Yollande a laissé à la communauté agricole et rurale de l’Ontario français, un héritage qui est toujours très visible aujourd’hui. Grace à cette passion qu’elle a su transmettre à son fils Marcel elle peut maintenant être fière de SA ferme qui compte maintenant 2 poulaillers, 15 employées en temps plein, 50 000 poules pondeuses et dessert plus de 350 clients et son territoire de vente s’étend de l’est de l’Ontario au sud du Québec. Sa clientèle comprend des épiceries, des restaurants et des grossistes en alimentation. La qualité et la fraicheur du produit est incontestable puisque chaque œuf qui sort de la ferme est estampillé de la date, du lot, du code de producteur et de la date de production. La ferme Laviolette est la première en Ontario à avoir mis en place un tel système de traçabilité exhaustif et en 2014, la province de l’Ontario lui a décerné le Prix de la Première Ministre pour l’excellence en innovation agroalimentaire. 
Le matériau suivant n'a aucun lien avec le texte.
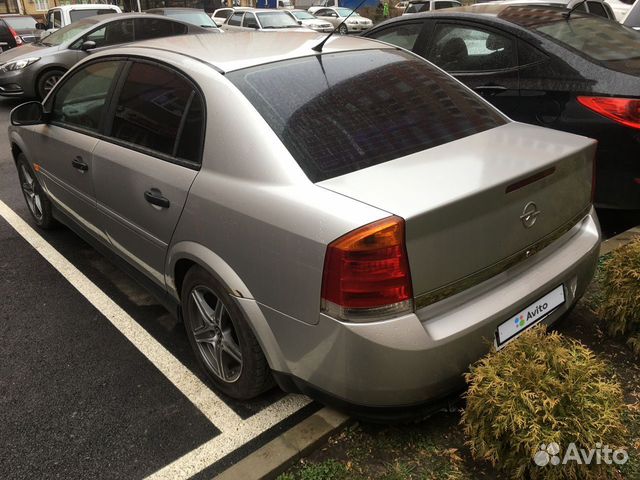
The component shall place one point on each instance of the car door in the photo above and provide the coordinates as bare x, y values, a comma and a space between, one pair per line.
64, 146
145, 165
483, 58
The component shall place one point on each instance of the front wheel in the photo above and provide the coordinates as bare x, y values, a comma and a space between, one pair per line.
47, 81
221, 338
37, 202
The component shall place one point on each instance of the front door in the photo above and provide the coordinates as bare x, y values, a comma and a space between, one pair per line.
145, 167
64, 147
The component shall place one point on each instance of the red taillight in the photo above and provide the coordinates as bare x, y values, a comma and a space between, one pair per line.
366, 273
17, 37
622, 110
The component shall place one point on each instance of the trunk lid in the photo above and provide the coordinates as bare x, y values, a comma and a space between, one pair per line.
463, 201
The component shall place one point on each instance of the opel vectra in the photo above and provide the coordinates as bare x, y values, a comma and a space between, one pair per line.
351, 222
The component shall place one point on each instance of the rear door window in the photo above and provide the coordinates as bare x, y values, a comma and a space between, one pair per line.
351, 110
465, 48
150, 112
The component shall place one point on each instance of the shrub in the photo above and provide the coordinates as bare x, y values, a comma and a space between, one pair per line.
541, 389
619, 299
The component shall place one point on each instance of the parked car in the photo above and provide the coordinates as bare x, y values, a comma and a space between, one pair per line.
594, 7
417, 6
579, 74
220, 15
64, 15
262, 19
325, 219
620, 8
33, 69
16, 30
194, 16
632, 19
338, 18
308, 20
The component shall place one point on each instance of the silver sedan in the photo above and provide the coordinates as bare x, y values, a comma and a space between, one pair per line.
352, 223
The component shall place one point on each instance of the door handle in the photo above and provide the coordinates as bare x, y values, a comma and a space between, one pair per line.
79, 164
490, 89
154, 197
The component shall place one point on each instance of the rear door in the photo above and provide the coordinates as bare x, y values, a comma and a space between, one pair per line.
145, 166
483, 58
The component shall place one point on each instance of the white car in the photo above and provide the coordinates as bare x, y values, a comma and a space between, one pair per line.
337, 16
308, 20
62, 16
262, 19
418, 6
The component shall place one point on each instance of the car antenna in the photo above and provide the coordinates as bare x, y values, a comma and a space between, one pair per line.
567, 15
318, 48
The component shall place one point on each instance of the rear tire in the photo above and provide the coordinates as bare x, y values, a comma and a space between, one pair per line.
47, 81
221, 338
38, 203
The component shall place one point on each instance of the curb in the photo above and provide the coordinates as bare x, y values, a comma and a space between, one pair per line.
276, 456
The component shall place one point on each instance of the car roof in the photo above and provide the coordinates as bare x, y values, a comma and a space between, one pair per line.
240, 50
85, 6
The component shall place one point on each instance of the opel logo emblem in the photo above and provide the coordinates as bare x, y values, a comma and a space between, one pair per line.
529, 215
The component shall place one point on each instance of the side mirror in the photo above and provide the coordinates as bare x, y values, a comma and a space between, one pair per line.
88, 45
30, 113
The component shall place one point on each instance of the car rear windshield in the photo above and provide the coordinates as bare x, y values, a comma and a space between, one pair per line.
599, 39
21, 23
84, 13
341, 112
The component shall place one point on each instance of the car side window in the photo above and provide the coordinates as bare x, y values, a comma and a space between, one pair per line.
147, 28
596, 8
155, 108
113, 33
249, 21
401, 34
80, 100
56, 19
462, 48
236, 19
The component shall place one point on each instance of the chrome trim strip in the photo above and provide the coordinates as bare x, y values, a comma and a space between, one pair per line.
480, 276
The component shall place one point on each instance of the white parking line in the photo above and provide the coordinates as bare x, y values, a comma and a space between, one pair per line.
235, 431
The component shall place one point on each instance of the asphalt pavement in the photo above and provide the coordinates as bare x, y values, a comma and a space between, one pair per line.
80, 397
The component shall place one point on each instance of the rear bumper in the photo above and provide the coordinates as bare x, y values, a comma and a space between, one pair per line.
422, 356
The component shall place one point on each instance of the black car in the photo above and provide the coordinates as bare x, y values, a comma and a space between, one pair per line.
543, 65
16, 30
194, 16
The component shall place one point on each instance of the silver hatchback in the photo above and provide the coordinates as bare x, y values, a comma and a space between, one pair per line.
353, 223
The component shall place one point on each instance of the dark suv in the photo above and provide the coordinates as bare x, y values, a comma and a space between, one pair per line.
16, 30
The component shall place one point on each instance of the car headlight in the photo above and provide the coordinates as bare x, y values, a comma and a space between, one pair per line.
18, 64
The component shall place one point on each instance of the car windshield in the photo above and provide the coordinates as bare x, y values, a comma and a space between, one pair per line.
276, 20
303, 16
343, 12
21, 23
600, 39
69, 32
196, 18
89, 12
341, 112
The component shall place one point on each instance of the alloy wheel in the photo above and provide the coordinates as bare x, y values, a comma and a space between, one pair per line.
215, 334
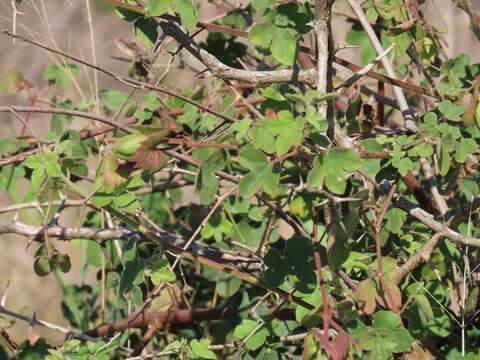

 Pour conclure, son exemple d’agricultrice entrepreneure forte, généreuse et déterminée peut servir d’inspiration à la relève agricole d’aujourd’hui. Mais, il y a plus encore. Elle a légué à ses enfants et petits-enfants ce joyau qu’est la Ferme Avicole Laviolette Limitée qui est la fierté de toute la collectivité franco-ontarienne. Elle était quelqu’un de très fière d’avoir fait croître une petite entreprise en tant que FEMME, mère monoparentale et d’avoir œuvrer dans le milieu masculin.